More and more evidence from studies using animal models such as fish and rodents reveal the neurotoxic effects of TBB and TBPH, with adverse effects on neurobehavioral and reproductive development.¹¹ Gillera et al.¹² found that FireMaster® 550 could induce memory deficits in prairie voles. Other studies demonstrated elevated anxiety and decreased social interaction in exposed male Wistar rats.¹³ We undertook this study due to the relative lack of evidence of the neurotoxic effects of TBPH and the mechanisms that may cause these neurobehavioral changes.

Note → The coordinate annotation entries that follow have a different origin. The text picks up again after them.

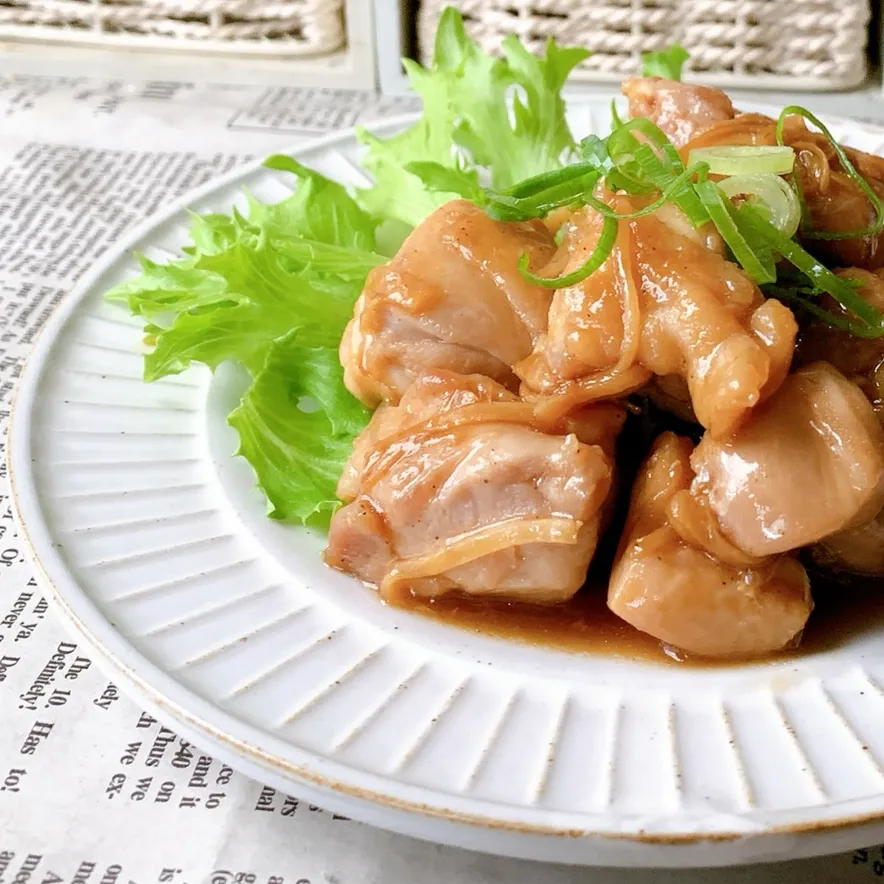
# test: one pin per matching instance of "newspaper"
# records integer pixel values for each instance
(92, 789)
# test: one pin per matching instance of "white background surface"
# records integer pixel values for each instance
(74, 765)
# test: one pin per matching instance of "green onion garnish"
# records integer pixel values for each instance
(759, 265)
(770, 195)
(847, 166)
(822, 279)
(745, 159)
(599, 255)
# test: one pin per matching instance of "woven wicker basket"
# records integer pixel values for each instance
(279, 27)
(788, 44)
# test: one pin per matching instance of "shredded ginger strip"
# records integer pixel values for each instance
(471, 545)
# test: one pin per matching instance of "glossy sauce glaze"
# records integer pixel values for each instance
(845, 606)
(585, 625)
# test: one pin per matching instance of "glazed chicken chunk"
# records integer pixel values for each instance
(459, 487)
(667, 303)
(681, 110)
(858, 549)
(686, 597)
(450, 299)
(700, 116)
(808, 463)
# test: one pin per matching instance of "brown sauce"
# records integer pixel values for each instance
(586, 625)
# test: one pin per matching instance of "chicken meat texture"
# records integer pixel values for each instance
(460, 487)
(807, 464)
(858, 549)
(450, 299)
(666, 303)
(700, 116)
(686, 597)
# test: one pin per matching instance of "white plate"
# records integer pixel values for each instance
(155, 547)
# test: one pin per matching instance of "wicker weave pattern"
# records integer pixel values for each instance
(732, 42)
(304, 26)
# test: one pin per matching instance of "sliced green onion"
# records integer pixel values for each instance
(847, 166)
(666, 196)
(769, 194)
(599, 255)
(622, 139)
(781, 293)
(540, 183)
(538, 196)
(757, 263)
(662, 176)
(745, 159)
(822, 279)
(595, 151)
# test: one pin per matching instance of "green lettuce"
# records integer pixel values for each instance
(273, 287)
(272, 290)
(502, 119)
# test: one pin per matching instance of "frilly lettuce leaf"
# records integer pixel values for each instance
(273, 291)
(298, 449)
(273, 288)
(500, 118)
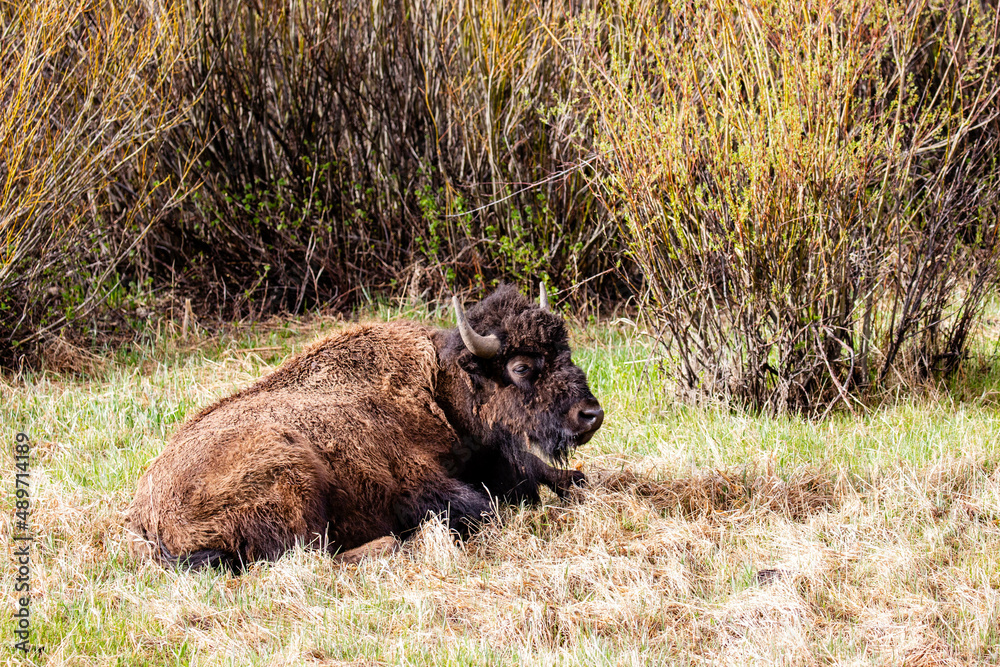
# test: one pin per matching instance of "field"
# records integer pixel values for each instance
(705, 537)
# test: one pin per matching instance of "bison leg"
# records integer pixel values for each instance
(460, 503)
(562, 481)
(383, 545)
(515, 478)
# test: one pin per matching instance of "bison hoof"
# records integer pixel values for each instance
(379, 547)
(570, 481)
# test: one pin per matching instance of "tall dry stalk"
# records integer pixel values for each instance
(811, 190)
(84, 103)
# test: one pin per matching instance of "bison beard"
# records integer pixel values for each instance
(367, 433)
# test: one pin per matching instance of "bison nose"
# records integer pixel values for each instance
(585, 418)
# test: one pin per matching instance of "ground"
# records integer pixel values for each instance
(706, 536)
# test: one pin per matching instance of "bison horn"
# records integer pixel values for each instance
(481, 346)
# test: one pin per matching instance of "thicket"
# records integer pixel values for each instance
(811, 189)
(86, 105)
(804, 195)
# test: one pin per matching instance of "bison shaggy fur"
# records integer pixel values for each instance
(366, 433)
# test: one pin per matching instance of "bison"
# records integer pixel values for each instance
(369, 431)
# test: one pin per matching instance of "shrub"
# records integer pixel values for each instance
(356, 145)
(84, 105)
(810, 189)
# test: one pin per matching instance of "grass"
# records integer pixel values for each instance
(705, 536)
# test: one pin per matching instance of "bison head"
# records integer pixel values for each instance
(516, 376)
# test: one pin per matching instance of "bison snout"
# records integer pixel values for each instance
(585, 417)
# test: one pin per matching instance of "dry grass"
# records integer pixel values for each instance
(705, 537)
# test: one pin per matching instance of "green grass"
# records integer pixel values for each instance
(886, 524)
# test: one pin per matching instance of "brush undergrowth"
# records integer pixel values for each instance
(86, 104)
(811, 189)
(705, 537)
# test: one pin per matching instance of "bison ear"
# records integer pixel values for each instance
(473, 365)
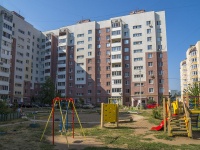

Curcumin (CUR), a well-known natural compound, has been used in a diverse array of pharmacological activities.¹⁴ Recently, extensive research has been carried out to study the application of CUR as a health improving agent and used as a functional ingredient in foods.¹⁵ Yadav et al.¹⁶ reported that CUR protects arsenic-induced neurobehavioral toxicity by modulating oxidative stress and dopaminergic function in rats. It may be a significant concern whether CUR can be of use in treatment of neuronal damage caused by TBPH exposure.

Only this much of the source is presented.